まず全国紙の社説だが、朝日が「このまま続投は通らない」と小沢の幹事長辞任を正面から要求している。読売も「重大な政治責任は免れない」で、毎日の「政治的責任は免れない」と一致し、ともに辞任を要求している。とりわけ朝日の論調には、政権交代への幻滅感が色濃くにじみ出ている。社説では「このままでは、政権交代そのものへの幻滅さえ招きかねない。政治改革の進展も、それを通じた民主主義の前進も台無しになりかねない」と、一時期の民主党礼賛型社説が様変わりした。政治エディター・薬師寺克行も「巨額の資金が絡む『闇』を持つ政治家が、政権の幹事長として国政を左右するのでは、まともな民主主義国家とは言えない」と民主党を切り捨て、「それ以上に深刻なのは、民主党が政権交代に対する国民の期待感をあっという間につぶした」ことだと断じている。たしかに小沢続投は「あっという間」に政権交代への期待をを幻滅の領域に持ち込んだのだ。
読売は、社会部長・溝口烈が「帳尻さえ合っていれば虚偽を記載しても構わないという姿勢は、政治資金規正法の趣旨を踏みにじり、国民を愚弄するものだ」と批判した。同社社説は、鳩山の政治姿勢に言及して、「首相は以前、『秘書の犯罪は議員の責任』『私なら議員バッジを外す』と明言し、自民党議員らを追及していた。今回、小沢氏の責任を問えないのは、偽装献金事件での自らの責任にはね返るからと見られても仕方がない」と分析している。確かに鳩山の小沢擁護は、自らの保身を兼ねているに違いない。
小沢を国会に参考人招致する問題について、毎日は、「小沢氏が今も説明責任を果たしていないのは明らかであり、野党が求めている国会での参考人招致などにも進んで応じるべきだろう」と、野党の方針を支持している。読売も「野党の求める国会招致に応じ、疑問に丁寧に答るべきだ」、朝日も「国会の場で堂々と疑問に答えよ」と一致している。これは小沢の参考人招致や証人喚問を要求する野党に追い風となるものであり、政治の自浄能力を問われるものにほかならない。民主党が拒み続ければ、手痛い反発を招くだろう。朝日の社説は「検察も時代に対応すべきだ」と不起訴の「説明責任」を求めており、編集委員・星浩もテレビで「検事総長の説明」を求めた。

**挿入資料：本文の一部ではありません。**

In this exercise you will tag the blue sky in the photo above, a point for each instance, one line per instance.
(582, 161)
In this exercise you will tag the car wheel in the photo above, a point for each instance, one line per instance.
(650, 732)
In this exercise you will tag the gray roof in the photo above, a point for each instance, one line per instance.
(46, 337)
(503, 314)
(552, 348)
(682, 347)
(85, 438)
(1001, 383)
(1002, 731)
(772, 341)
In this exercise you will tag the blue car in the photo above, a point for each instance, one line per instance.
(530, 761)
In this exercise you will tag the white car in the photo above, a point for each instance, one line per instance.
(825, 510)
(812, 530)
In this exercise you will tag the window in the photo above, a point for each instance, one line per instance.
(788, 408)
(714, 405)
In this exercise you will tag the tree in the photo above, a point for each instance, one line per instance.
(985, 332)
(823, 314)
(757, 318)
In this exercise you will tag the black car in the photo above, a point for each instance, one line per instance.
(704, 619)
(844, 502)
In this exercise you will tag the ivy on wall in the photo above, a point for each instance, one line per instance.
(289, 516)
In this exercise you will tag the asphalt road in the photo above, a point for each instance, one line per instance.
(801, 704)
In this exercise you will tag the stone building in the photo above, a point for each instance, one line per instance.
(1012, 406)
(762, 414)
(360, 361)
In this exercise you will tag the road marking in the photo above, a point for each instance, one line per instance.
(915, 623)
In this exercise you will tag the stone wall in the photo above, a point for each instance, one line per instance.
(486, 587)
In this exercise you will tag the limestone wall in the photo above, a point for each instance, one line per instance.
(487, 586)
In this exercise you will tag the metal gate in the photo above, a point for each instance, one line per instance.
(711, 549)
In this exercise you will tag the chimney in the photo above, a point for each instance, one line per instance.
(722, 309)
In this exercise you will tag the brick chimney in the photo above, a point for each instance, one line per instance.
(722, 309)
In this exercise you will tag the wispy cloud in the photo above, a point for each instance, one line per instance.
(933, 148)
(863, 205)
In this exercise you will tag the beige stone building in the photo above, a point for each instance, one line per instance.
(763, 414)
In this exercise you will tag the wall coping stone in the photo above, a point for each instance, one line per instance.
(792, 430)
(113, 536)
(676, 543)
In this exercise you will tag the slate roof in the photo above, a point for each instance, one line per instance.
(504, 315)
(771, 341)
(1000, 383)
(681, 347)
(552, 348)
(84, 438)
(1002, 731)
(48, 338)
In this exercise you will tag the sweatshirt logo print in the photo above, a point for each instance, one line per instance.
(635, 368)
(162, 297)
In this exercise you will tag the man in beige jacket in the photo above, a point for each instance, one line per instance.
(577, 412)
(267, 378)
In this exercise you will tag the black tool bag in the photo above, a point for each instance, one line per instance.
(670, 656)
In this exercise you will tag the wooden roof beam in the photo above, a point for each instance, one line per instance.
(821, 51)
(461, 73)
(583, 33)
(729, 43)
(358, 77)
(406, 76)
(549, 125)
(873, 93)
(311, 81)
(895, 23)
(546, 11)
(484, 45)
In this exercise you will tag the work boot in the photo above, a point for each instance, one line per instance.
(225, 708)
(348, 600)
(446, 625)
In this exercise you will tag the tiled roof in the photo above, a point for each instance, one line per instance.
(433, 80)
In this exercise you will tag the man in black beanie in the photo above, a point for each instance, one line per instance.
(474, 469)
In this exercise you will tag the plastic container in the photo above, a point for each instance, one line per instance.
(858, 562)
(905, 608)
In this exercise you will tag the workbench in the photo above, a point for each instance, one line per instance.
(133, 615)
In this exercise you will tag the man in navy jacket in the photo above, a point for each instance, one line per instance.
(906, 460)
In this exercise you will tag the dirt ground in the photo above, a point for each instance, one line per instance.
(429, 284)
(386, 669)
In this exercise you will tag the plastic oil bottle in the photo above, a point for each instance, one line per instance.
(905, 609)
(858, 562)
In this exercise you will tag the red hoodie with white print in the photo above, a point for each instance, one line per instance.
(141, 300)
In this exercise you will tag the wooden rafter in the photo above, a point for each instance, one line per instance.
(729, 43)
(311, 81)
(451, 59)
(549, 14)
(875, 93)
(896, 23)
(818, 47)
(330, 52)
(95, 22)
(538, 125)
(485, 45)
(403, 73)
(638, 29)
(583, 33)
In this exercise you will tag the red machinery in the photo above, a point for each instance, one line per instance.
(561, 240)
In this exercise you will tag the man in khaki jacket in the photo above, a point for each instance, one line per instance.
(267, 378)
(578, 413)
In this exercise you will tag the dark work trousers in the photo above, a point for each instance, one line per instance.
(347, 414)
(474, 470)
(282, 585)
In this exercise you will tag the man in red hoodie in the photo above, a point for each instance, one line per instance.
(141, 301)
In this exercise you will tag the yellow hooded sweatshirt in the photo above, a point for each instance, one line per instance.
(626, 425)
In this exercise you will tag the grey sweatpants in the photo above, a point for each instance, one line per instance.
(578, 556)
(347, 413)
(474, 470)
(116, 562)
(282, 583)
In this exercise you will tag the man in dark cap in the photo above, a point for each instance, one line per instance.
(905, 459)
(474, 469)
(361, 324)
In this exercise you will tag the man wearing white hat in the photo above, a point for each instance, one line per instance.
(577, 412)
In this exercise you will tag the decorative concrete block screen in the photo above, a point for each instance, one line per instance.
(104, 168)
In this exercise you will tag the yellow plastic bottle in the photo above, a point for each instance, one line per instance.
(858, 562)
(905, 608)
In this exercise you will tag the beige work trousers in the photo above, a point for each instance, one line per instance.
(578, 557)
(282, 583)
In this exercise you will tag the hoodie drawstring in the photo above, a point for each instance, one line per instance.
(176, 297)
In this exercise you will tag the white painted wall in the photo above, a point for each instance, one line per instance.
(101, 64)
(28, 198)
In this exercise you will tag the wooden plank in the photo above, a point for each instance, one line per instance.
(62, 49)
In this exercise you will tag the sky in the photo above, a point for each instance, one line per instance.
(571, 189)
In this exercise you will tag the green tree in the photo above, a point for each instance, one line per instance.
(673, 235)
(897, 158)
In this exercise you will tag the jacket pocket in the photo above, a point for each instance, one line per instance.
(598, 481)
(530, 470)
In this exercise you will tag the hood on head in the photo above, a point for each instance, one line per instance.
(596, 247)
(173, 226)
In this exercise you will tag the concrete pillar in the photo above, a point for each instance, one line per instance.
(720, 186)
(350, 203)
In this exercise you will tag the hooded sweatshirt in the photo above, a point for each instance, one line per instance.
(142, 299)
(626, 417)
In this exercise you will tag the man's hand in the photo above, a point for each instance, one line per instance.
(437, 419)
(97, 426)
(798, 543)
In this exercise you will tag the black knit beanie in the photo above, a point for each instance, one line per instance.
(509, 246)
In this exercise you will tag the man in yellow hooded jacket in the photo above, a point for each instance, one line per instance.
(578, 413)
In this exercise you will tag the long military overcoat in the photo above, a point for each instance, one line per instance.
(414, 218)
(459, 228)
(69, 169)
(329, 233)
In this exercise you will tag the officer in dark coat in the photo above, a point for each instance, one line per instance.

注目すべきは、各紙一致して社説などで検察審査会による検察の処分見直しに期待していることだ。検察が立件しなかった事件は、同審査会の2回の議決で、起訴と同等の公判が開かれる。このように「小沢不起訴・続投」はまさに世論の総力を挙げた批判を惹起(じゃっき)させた。冒頭触れたように1992年に佐川急便事件の前自民党副総裁・金丸信の取扱いが、略式起訴でいったん決着したものの、世論の批判がやまず、結局脱税容疑での逮捕につながったケースが思い起こされる。マスコミの強い正義感が根底にあり、日本の民主主義にとって何よりの問題提起となっている。この論調がもたらすものは、内閣支持率の急落と、既に7、8割に達している小沢辞任要求の高まりだろう。政局は参院選前までに何がおきてもおかしくない状況に突入する。政権にとってまさに一寸先は闇となる。鳩山・小沢コンビによる中央突破作戦は当面、歳時記に言う「春泥」(春のぬかるみ)に足を取られ続けることになろう。